Пожалуй, даже не "рядом". Для Станкевича и его друзей любовь не была отделена от философии, как не была отделена и дружба. Мы уже видели, что кодекс дружбы прямо вытекал из их философских убеждений. Дружба была конструктивной силой мироздания и поэтому – нравственным заветом. То же самое – любовь.
Но ведь не подчинишь волнение крови продуманному плану, не внесешь строгий расчет в сердечные бури… Сколько приходилось пережить непредвиденного, испытать надежд, ожиданий, порою – разочарований и неудач!
В начале 30-х годов у каждого уже была своя "тайна". Тайна сохранялась, впрочем, недолго. "Чувство любит исповедоваться и хочет, чтобы его поняли", – говорил Станкевич. У каждого были свои доверенные (у Станкевича – Неверов, а в Москве – Белинский и особенно Красов). Но постепенно тайна становилась достоянием всех – такова уж атмосфера кружковой жизни.

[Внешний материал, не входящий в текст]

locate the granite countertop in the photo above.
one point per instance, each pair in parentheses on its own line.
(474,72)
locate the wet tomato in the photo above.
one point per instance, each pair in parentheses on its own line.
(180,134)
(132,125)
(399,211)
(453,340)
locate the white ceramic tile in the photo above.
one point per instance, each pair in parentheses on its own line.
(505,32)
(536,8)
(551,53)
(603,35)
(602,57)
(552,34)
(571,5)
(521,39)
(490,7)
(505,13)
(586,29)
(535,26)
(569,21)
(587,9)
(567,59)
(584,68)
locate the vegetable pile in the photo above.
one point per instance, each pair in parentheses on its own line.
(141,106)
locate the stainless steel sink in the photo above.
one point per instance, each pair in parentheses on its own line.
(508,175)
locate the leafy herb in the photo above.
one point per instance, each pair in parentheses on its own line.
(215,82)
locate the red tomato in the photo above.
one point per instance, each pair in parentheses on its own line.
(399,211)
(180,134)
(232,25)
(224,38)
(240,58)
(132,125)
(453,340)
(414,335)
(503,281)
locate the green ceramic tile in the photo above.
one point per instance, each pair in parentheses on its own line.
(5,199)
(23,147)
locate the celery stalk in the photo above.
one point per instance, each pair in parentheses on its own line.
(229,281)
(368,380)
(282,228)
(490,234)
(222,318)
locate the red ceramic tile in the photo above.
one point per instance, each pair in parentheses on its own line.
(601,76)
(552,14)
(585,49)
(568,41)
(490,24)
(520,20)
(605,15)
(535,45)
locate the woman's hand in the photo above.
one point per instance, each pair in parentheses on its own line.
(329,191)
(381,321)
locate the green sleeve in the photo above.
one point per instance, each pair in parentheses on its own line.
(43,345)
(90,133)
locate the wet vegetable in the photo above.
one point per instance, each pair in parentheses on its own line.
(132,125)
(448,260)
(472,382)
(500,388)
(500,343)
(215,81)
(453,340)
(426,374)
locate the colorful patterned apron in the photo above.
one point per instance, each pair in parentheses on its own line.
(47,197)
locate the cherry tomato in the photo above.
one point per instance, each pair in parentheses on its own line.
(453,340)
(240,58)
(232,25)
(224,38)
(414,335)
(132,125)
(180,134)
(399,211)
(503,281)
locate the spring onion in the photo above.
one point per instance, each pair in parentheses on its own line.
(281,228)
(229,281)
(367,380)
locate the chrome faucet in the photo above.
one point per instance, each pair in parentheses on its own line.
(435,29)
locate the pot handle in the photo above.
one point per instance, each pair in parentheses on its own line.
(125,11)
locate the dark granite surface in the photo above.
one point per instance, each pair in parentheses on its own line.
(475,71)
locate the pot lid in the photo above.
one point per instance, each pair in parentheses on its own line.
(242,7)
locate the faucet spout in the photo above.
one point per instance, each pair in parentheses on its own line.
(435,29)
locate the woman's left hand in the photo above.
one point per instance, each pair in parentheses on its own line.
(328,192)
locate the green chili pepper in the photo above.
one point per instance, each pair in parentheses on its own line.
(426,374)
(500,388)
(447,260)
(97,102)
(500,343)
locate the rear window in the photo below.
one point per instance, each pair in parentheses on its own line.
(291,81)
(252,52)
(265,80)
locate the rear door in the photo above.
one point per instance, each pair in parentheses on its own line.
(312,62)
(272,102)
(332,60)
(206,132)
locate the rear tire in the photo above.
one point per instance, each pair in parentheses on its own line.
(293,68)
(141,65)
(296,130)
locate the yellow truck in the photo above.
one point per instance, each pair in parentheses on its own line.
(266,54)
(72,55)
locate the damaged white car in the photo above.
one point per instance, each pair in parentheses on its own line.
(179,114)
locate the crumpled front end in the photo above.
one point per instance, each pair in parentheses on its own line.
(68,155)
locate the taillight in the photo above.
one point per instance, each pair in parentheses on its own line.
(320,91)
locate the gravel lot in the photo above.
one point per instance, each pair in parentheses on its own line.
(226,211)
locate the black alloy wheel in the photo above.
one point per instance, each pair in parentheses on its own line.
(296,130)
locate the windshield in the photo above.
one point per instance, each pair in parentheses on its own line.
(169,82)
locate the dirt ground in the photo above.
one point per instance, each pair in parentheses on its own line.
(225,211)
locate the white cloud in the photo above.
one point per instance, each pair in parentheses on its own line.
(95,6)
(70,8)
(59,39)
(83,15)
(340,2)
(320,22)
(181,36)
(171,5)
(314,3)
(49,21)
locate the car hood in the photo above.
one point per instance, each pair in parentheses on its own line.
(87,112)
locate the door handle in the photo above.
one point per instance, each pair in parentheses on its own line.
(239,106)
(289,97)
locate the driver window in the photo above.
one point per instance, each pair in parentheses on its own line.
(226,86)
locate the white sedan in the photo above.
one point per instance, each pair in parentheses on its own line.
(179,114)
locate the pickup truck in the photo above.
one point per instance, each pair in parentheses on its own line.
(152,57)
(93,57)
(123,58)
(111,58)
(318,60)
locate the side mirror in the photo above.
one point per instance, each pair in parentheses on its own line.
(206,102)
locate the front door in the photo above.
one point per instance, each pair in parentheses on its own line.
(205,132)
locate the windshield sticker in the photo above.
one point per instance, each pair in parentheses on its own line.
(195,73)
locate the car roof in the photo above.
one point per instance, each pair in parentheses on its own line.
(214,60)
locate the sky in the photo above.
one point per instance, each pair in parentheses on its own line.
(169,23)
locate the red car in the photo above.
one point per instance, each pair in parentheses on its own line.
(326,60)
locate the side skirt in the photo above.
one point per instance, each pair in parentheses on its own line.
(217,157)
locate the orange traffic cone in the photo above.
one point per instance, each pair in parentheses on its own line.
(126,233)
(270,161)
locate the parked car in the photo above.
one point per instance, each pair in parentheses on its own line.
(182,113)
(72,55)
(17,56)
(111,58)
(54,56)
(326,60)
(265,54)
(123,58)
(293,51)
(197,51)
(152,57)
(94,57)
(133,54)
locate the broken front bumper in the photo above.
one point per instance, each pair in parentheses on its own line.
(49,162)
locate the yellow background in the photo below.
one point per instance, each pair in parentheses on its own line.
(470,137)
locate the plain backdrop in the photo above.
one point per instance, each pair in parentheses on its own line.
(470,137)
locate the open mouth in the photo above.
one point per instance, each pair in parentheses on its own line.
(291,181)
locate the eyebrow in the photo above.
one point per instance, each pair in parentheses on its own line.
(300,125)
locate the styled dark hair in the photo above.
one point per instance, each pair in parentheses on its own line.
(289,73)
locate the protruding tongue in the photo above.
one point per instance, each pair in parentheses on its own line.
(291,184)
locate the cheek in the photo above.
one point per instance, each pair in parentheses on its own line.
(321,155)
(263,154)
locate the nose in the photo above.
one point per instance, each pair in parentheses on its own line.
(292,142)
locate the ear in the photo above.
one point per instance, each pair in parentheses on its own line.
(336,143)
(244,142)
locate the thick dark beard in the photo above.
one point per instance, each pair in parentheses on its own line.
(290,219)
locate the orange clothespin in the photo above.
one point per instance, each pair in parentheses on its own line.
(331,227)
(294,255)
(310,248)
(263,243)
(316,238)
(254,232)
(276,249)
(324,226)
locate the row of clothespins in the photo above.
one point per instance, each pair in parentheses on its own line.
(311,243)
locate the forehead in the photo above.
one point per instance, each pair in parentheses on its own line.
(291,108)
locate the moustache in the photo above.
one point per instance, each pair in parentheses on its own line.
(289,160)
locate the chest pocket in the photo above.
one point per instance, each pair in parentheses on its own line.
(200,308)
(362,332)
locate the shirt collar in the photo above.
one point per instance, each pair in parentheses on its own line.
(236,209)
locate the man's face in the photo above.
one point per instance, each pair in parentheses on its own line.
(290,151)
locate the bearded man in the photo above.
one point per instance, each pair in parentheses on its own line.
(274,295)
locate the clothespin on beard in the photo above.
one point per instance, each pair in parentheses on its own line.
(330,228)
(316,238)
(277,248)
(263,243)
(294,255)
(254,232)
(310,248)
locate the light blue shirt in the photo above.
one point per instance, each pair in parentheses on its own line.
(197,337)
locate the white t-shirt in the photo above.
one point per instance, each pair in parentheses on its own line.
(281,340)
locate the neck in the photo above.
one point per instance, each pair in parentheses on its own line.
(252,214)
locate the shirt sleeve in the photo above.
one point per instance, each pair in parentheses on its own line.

В 1833 году кружок взбудоражила история Якова Почеки.
Жил в Москве музыкант Франц Ксавер Гебель. Бывший капельмейстер венского, пештского и львовского театров, лично знакомый с Бетховеном, Гебель пользовался у москвичей широкой известностью.
Почека жил в одном доме с Гебелем и вскоре подружился со всем его семейством. Особенно его внимание привлекла шестнадцатилетняя дочь музыканта Эмилия. Это было тихое, поэтичное и несколько таинственное существо. Ореол таинственности придавали ей разные слухи относительно ее происхождения. Поговаривали, что Эмилия – вовсе не дочь Гебеля, что даже вероисповедания она другого – православно-греческого (все семейство Гебеля исповедовало католическую веру)… Однако самая главная тайна состояла в действительных отношениях Эмилии и Гебеля. Не была ли Эмилия его любовницей? По крайней мере, такой вывод можно сделать из одного письма Станкевича.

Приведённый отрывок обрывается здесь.